FAQ - Some common questions on XDR


#1

Summary

XDR (Cross-Datacenter Replication) is a feature of the Enterprise edition of Aerospike which allows one cluster to synchronize with another cluster over a longer delay link. This covers some FAQ on XDR management. For more information on XDR, please see XDR Architecture.

1) How can we detect XDR conflicts or failure in case of Active-Active setup where both source and destination are receiving writes?

Unfortunately, there are too many variables in this scenario and there currently is no way to 100% reliably detect that a conflict happened.

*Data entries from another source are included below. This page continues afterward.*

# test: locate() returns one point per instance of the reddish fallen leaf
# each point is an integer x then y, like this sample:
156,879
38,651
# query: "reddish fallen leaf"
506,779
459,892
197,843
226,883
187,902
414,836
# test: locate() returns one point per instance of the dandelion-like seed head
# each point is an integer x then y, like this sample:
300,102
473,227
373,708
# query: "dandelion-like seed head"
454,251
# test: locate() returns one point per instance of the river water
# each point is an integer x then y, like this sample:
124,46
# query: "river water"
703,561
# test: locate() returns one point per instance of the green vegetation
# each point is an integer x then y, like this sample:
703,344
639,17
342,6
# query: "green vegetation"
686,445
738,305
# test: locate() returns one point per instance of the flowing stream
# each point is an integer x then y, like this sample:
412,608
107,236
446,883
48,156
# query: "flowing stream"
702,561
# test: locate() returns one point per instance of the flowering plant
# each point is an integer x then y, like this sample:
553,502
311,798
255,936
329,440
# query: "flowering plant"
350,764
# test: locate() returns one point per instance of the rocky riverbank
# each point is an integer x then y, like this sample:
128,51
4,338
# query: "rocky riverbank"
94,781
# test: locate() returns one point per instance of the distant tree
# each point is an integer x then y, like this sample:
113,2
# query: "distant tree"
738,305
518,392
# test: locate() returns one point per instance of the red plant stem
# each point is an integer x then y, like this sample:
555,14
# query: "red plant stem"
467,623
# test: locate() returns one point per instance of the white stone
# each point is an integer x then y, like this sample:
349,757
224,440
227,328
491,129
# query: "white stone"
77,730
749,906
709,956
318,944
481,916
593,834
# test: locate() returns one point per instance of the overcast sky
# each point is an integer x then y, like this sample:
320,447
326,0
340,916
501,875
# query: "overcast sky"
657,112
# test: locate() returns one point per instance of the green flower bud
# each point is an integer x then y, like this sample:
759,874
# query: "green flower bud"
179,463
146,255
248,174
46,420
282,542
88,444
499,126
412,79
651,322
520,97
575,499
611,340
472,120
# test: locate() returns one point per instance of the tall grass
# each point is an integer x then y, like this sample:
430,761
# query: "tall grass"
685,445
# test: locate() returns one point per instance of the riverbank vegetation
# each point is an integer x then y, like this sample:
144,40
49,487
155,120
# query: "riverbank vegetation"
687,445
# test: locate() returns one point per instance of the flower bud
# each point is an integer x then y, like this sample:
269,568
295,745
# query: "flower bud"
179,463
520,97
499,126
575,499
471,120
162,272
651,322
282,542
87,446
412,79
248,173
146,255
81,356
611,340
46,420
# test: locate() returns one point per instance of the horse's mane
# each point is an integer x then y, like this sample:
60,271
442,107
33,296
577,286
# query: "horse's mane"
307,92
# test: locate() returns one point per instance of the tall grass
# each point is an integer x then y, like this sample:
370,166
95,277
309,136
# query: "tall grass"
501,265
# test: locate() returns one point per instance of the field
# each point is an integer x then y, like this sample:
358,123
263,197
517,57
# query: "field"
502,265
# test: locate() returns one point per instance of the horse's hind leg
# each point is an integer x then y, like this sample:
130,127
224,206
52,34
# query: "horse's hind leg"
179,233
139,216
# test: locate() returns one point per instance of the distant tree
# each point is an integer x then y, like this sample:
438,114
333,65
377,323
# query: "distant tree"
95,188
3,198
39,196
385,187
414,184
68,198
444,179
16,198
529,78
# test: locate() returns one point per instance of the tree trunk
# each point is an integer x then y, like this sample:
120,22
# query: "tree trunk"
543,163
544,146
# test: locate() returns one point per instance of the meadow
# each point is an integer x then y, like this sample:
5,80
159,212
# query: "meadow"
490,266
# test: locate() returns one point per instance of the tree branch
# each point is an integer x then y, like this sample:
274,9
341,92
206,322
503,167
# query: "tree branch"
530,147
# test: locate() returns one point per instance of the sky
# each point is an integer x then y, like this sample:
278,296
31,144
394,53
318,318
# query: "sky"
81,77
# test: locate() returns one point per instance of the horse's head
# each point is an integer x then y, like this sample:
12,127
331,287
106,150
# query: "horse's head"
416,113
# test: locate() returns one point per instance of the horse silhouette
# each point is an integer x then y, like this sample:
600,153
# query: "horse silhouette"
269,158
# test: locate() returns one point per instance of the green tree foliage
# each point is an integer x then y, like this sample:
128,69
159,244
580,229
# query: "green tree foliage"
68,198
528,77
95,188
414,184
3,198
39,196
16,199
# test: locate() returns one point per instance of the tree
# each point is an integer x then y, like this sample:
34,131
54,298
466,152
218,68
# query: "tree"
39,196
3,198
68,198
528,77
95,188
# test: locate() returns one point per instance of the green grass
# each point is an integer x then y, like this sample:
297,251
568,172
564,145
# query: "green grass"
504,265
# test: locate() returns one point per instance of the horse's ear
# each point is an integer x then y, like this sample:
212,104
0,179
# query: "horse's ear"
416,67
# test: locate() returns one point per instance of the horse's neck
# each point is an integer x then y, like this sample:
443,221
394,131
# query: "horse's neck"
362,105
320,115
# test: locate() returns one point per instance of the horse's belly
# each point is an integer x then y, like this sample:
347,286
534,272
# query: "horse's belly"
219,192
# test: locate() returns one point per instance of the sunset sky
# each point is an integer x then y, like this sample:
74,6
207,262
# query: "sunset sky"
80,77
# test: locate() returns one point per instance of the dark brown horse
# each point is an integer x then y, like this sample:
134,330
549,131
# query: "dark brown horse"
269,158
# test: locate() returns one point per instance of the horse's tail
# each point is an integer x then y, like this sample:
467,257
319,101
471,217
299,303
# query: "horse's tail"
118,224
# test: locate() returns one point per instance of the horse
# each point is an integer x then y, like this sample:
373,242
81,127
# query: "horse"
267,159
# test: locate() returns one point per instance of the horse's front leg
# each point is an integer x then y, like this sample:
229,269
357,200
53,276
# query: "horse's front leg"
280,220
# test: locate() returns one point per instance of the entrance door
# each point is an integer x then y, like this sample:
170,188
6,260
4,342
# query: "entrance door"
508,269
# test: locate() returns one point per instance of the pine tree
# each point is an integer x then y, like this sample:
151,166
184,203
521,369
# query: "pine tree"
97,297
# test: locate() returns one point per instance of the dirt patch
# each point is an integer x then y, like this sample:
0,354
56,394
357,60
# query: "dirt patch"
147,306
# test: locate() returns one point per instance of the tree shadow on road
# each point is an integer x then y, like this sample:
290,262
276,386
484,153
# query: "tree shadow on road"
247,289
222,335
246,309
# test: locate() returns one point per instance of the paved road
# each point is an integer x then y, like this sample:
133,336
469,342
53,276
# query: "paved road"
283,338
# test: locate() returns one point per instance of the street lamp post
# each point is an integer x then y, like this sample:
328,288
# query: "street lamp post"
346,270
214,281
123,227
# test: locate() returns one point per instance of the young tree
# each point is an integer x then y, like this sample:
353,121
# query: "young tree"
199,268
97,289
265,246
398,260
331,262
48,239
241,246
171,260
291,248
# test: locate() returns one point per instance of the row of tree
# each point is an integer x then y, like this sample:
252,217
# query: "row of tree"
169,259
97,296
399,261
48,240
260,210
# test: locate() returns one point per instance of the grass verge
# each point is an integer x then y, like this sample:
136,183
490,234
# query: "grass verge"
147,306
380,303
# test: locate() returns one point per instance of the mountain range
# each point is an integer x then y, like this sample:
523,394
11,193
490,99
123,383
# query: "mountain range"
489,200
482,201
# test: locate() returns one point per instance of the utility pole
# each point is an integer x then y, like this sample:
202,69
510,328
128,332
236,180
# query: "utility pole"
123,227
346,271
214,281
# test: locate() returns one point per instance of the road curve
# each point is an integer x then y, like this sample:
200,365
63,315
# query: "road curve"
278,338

So, we suggest a datamodel level workaround for people who are worried by suggesting them to keep the records in two different sets/namespaces, each DC writes to its own set/ns. This will avoid real conflict. However, the user would need to read from both the records and merge them using their business logic as and when needed.

2) If I see generation count to be the same in both the source cluster and destination cluster, who wins: XDR or local cluster?

XDR does not check the generation of records when writing at a destination. Older versions of XDR (prior to 3.8) had a configuration which would force XDR writes with generation check (xdr-forward-with-gencheck when set to true).

However, there were complications with using the gencheck in some scenarios including cases with deletes and re-creation of records, therefore this configuration option was deprecated since 3.8.1

So, whenever XDR writes to it’s destination, it will overwrite the destination copy (updating the meta-data of the record like TTL, generation number, etc).

Also, XDR version 3.8.3 and above supports a configuration to only ship the bins that have been updated. See xdr-ship-bins for more details.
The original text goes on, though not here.